A standard pancreaticoduodenectomy includes the removal of lymph nodes of the anterior and posterior pancreatoduodenal, pyloric, hepatoduodenal ligament, and superior and inferior pancreatic head and body lymph node stations.

An extended pancreaticoduodenectomy in our institution consists of the additional removal of all the lymph nodes from the hepatic hilum, along the aorta from the diaphragmatic hiatus to the inferior mesenteric artery and laterally to both the renal hila, clearance of the circumference of the origin of the celiac trunk and the superior mesenteric artery with total resection of the nerve plexus around the superior mesenteric artery and portal vein.
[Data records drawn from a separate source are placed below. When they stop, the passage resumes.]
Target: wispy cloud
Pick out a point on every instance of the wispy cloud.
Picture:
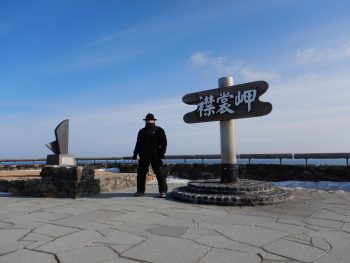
(320, 54)
(223, 65)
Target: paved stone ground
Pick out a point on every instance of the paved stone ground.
(117, 227)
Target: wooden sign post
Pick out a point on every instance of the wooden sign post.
(224, 104)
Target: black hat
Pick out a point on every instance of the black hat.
(149, 117)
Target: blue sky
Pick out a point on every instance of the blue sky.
(105, 64)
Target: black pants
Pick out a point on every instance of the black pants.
(143, 170)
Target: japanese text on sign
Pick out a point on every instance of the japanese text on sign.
(226, 102)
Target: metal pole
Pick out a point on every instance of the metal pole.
(228, 144)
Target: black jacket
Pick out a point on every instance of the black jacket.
(151, 142)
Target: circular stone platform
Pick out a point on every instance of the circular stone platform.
(245, 193)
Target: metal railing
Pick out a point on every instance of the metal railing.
(202, 157)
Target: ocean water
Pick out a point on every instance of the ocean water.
(209, 161)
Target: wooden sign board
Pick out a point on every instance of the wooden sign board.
(232, 102)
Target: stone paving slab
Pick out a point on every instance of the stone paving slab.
(118, 227)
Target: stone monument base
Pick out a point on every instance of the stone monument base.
(243, 193)
(67, 181)
(60, 159)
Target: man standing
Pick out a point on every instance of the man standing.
(150, 146)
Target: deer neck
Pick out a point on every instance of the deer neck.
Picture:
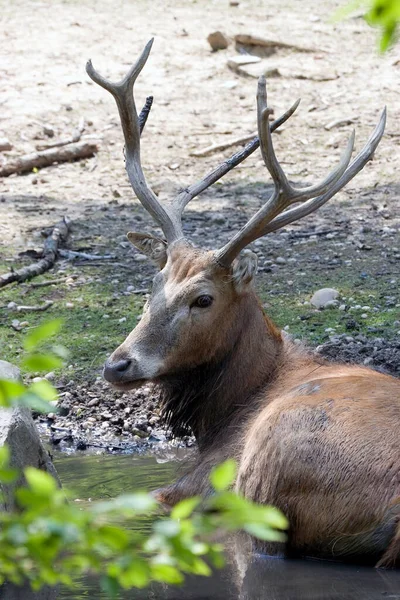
(215, 398)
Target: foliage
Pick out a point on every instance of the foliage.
(48, 540)
(384, 14)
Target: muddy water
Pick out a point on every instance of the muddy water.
(245, 578)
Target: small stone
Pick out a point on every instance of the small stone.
(218, 41)
(331, 304)
(48, 130)
(321, 297)
(236, 62)
(5, 145)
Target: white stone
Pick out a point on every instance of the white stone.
(18, 431)
(321, 297)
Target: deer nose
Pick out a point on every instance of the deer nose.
(115, 371)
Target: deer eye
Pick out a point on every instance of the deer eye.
(203, 301)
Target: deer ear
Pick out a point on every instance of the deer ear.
(153, 247)
(244, 267)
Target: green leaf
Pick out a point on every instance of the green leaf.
(136, 575)
(44, 390)
(4, 456)
(41, 362)
(115, 537)
(166, 574)
(223, 476)
(40, 482)
(167, 528)
(10, 391)
(8, 475)
(42, 333)
(110, 586)
(184, 509)
(36, 403)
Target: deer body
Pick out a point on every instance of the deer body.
(320, 441)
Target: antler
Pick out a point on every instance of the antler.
(167, 215)
(284, 194)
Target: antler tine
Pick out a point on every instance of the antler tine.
(230, 163)
(122, 92)
(267, 219)
(358, 163)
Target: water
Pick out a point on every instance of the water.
(246, 577)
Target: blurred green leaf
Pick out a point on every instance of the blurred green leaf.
(10, 391)
(40, 483)
(44, 390)
(41, 334)
(167, 574)
(184, 508)
(223, 476)
(4, 456)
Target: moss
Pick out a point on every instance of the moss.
(87, 333)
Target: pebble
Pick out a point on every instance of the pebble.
(5, 145)
(218, 41)
(321, 297)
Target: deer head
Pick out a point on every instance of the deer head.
(197, 308)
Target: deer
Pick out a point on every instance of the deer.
(316, 439)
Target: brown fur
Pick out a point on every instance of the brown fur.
(318, 440)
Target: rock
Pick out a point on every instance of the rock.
(5, 145)
(18, 431)
(321, 297)
(257, 69)
(218, 41)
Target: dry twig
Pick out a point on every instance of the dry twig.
(47, 157)
(58, 235)
(224, 145)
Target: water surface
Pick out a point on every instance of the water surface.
(245, 577)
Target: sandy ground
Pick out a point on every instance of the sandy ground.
(198, 100)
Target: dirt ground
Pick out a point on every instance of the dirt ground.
(353, 243)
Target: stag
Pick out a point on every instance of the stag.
(318, 440)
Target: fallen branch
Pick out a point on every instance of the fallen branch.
(228, 144)
(252, 40)
(38, 308)
(49, 282)
(72, 254)
(47, 157)
(75, 137)
(58, 235)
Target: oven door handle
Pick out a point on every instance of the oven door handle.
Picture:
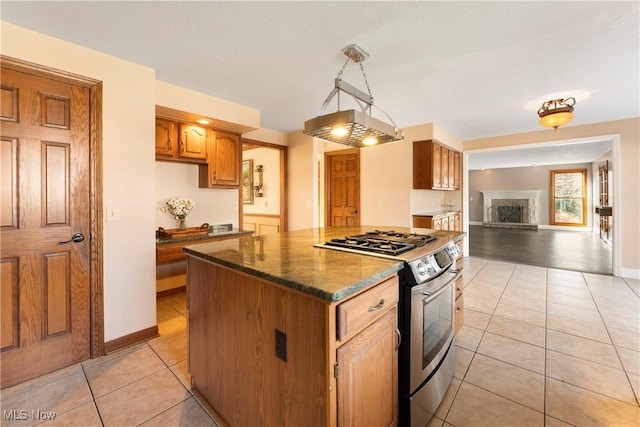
(430, 296)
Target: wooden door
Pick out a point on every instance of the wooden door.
(45, 200)
(343, 188)
(367, 383)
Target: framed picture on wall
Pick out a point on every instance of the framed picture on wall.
(247, 182)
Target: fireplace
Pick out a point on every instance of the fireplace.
(510, 209)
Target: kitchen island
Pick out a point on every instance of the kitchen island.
(285, 333)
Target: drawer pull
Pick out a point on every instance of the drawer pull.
(378, 306)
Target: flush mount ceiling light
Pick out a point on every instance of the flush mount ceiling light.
(352, 127)
(556, 112)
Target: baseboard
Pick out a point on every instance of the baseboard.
(172, 291)
(134, 338)
(630, 273)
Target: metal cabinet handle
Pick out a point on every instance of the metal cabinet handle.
(378, 306)
(76, 238)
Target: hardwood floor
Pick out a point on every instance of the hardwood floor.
(568, 250)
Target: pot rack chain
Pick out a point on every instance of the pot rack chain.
(364, 76)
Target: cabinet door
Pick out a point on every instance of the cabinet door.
(367, 377)
(227, 158)
(436, 166)
(423, 165)
(193, 142)
(166, 139)
(437, 223)
(452, 170)
(223, 161)
(444, 168)
(457, 175)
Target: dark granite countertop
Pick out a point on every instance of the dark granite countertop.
(235, 232)
(290, 259)
(436, 213)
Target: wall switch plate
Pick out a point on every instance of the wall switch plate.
(113, 214)
(281, 345)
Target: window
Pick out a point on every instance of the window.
(569, 197)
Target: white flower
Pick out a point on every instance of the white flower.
(180, 207)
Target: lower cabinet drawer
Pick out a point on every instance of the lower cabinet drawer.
(358, 312)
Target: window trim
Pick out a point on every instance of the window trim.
(552, 198)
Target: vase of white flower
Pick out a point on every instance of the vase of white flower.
(180, 208)
(181, 224)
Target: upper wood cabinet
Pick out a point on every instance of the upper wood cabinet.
(218, 153)
(224, 154)
(180, 142)
(193, 142)
(166, 139)
(435, 167)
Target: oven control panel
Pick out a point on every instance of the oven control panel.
(429, 266)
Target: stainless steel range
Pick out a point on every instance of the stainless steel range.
(426, 315)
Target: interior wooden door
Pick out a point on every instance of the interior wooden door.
(45, 225)
(343, 188)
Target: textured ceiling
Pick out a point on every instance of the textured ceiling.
(476, 69)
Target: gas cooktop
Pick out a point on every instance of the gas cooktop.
(381, 242)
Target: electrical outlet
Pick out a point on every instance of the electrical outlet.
(281, 345)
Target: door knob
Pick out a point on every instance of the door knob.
(76, 238)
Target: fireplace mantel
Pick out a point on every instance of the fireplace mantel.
(511, 194)
(528, 199)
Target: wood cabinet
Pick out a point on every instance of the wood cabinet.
(224, 159)
(166, 139)
(435, 166)
(255, 344)
(218, 153)
(180, 142)
(448, 221)
(367, 373)
(193, 142)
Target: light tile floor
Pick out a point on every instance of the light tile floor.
(540, 347)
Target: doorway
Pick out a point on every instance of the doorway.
(51, 222)
(609, 143)
(263, 197)
(342, 188)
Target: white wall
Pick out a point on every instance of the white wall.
(302, 181)
(128, 116)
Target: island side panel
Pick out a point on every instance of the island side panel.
(233, 320)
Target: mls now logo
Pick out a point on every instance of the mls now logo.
(23, 414)
(15, 414)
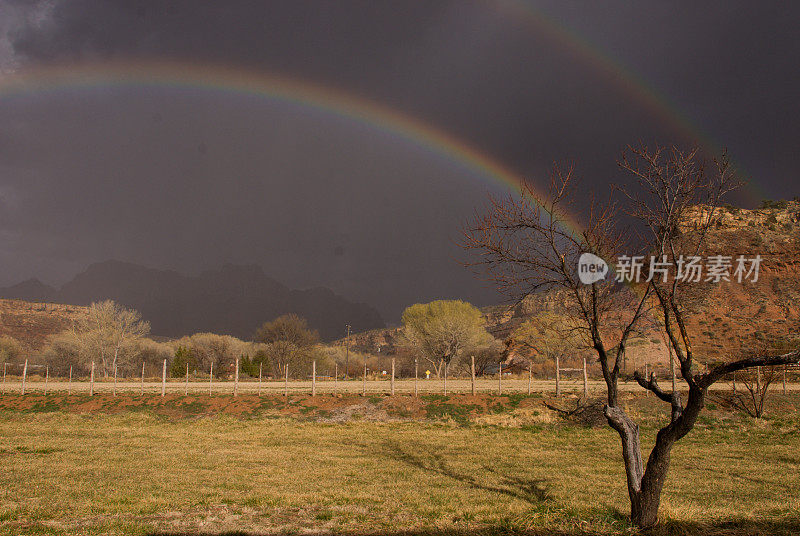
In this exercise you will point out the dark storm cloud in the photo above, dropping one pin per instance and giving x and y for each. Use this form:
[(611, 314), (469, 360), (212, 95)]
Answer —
[(191, 181)]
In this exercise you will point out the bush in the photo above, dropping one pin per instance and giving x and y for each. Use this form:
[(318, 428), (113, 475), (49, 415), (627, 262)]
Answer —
[(183, 356)]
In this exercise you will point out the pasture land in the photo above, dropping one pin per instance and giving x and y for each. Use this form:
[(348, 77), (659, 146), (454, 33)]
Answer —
[(401, 465)]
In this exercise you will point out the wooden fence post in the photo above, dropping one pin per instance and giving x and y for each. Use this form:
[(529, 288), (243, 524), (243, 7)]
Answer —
[(472, 373), (236, 378), (674, 376), (558, 378), (784, 379), (24, 376), (530, 377), (500, 379), (585, 380), (758, 379), (416, 365)]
The procedure includes removal of perivascular lymphatics and nerves and retroperitoneal connective tissue.

An extended distal pancreatectomy, which we usually perform "from the right to the left", consists of removal of the spleen, pancreatic neck, body and tail with the splenic vessels, all the lymph nodes from the hepatic hilum, along the aorta from the diaphragmatic hiatus to the inferior mesenteric artery, clearance of the circumference of the origin of the celiac trunk and the superior mesenteric artery with the resection of the nerve plexus to the left and to the right of the superior mesenteric artery. The procedure includes removal of perivascular lymphatics and nerves and retroperitoneal connective tissue. If malignancy is suspected during frozen section examination of the posterior border of the specimen, a left adrenalectomy with periglandular tissue is performed.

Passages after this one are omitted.